Se la decisione di dividere in tre capitoli la trasposizione de Lo Hobbit sul grande schermo fosse stata dettata da motivazioni di carattere più economico che artistico, è una domanda che era più che lecito porsi.
La visione del film spazza via qualsiasi dubbio al riguardo, confermando purtroppo la più impietosa fra le due ipotesi.
In barba a qualsiasi fedeltà al romanzo di Tolkien costantemente sbandierata prima, durante e dopo la lavorazione de Il Signore degli Anelli, il solo espediente che Peter Jackson, Philippa Boyens, Fran Walsh e Guillermo del Toro sono riusciti ad immaginare pur di allungare di qualche pagina la sceneggiatura (e di qualche ora il film) è stato quello di inventare. Decisamente a sproposito, però.
Se si fossero limitati all’introduzione di un personaggio di fantasia, l’elfa Tauriel, magari nessuno ci avrebbe fatto troppo caso.
Ma che il capitano delle guardie reali di Bosco Atro susciti l’innamoramento di un nano, e che molte delle inquadrature che li vedono protagonisti siano caratterizzate da ammiccamenti, occhiolini e sorrisetti, allora è decisamente troppo.
Anzi, c’è ancora spazio per qualcosa di più fantasioso: la gelosia di Legolas! Difficile immaginarselo, vero? Eppure è così! Anche lui, fra l’altro, compare “fuori luogo”, si dice per sostituire il Re Thranduil e fare da collegamento con i film precedenti. Come non pensare, però, che nessuno abbia preso in considerazione il fatto che il pubblico femminile innamorato di Orlando Bloom sarebbe corsa a comprare il biglietto pur di rivederlo?

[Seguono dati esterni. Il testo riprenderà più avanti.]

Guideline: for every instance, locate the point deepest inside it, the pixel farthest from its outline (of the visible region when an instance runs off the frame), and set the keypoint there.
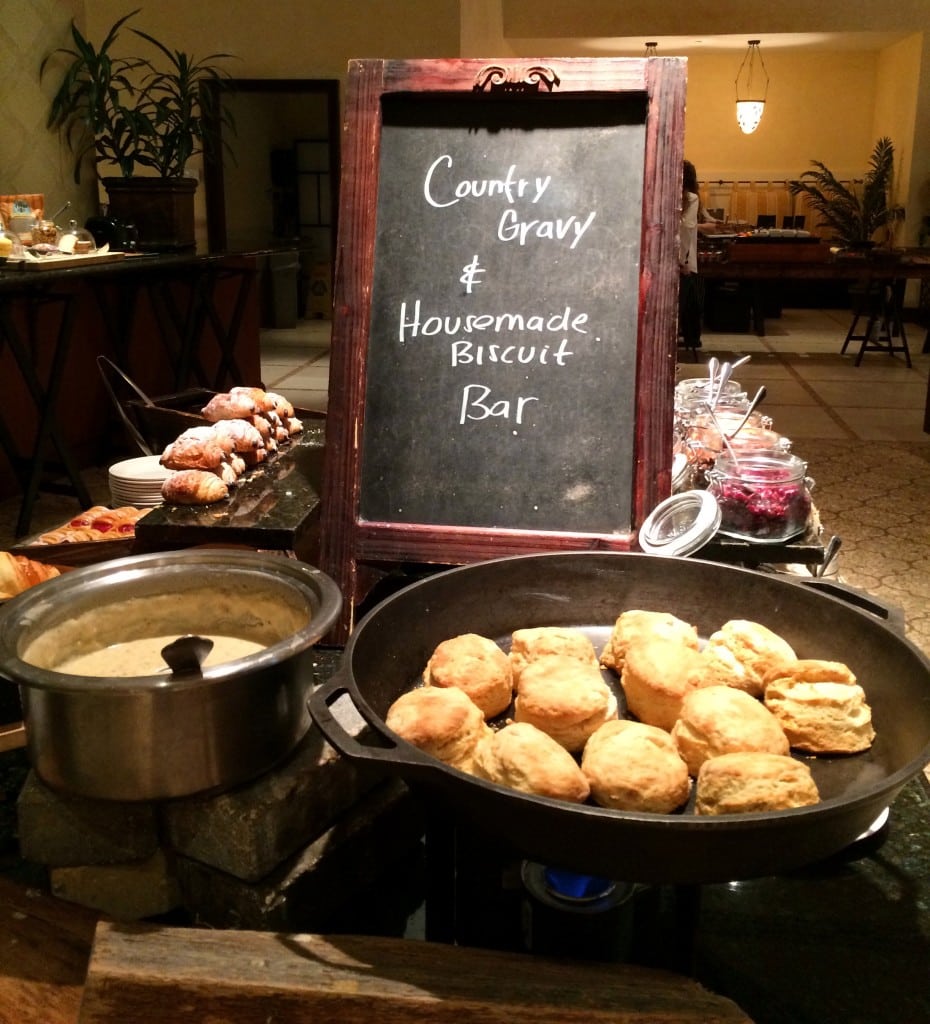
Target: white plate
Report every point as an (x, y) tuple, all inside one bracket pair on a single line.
[(144, 469)]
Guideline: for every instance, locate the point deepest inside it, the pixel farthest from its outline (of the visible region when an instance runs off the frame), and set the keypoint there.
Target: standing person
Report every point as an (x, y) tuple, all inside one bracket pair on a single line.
[(690, 287)]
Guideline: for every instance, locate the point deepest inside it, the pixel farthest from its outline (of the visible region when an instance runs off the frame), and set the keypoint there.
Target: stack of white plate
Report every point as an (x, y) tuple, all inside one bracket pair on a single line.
[(137, 481)]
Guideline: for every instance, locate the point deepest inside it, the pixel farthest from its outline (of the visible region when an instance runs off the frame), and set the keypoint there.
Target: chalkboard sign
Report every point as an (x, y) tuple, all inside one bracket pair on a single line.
[(503, 345), (503, 342)]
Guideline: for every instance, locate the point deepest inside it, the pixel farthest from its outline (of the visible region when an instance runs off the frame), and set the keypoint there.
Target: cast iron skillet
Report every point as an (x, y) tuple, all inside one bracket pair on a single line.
[(389, 647)]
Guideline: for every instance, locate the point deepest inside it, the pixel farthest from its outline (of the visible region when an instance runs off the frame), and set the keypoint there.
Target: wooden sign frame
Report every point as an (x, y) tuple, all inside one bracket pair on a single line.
[(357, 551)]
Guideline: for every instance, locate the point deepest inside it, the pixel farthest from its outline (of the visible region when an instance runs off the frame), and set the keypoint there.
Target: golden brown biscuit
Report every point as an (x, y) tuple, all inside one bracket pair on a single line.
[(521, 757), (635, 767), (542, 641), (476, 666), (635, 626), (741, 653), (564, 698), (743, 782), (718, 720), (821, 708), (441, 722), (656, 677)]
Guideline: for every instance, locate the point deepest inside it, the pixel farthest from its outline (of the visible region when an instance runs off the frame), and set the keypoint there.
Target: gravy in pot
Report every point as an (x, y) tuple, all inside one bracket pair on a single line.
[(143, 656)]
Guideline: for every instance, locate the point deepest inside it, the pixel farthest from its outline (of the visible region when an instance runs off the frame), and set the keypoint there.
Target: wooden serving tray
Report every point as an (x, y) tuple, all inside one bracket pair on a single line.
[(144, 973), (62, 262)]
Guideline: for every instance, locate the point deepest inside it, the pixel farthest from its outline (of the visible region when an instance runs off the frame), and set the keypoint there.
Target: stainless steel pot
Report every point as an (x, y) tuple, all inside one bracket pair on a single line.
[(164, 735), (387, 650)]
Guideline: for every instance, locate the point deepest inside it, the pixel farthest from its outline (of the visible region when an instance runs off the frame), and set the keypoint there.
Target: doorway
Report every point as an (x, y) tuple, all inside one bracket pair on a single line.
[(271, 181)]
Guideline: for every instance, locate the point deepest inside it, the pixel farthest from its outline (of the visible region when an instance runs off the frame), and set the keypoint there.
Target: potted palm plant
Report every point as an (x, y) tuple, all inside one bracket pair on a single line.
[(144, 118), (854, 212)]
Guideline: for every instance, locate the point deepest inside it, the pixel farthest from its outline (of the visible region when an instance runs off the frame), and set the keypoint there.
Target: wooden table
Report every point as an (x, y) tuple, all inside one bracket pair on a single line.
[(864, 271), (760, 267)]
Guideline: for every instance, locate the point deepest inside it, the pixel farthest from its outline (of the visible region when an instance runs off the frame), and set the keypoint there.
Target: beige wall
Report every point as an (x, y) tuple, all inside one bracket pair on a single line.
[(884, 91)]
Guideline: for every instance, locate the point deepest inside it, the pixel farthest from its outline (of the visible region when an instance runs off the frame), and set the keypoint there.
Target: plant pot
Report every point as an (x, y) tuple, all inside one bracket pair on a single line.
[(161, 209)]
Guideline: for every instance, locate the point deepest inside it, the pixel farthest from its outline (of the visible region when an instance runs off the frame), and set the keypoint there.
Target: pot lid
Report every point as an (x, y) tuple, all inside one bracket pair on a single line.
[(680, 524)]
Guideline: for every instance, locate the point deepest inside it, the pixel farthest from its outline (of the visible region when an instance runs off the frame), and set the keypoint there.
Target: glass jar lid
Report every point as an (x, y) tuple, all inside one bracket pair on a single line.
[(680, 524)]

La bravura degli artisti, degli attori, dei costumisti, dei disegnatori, degli scenografi e dei tecnici degli effetti speciali che lavorano ai film è una qualità oramai (ri)conosciuta.
Ma questa volta nemmeno questo è sufficiente per salvare un film che appare più come un inevitabile tappabuchi in attesa del prossimo. Una sensazione che, al contrario, nessuno ha mai avvertito con Le due torri.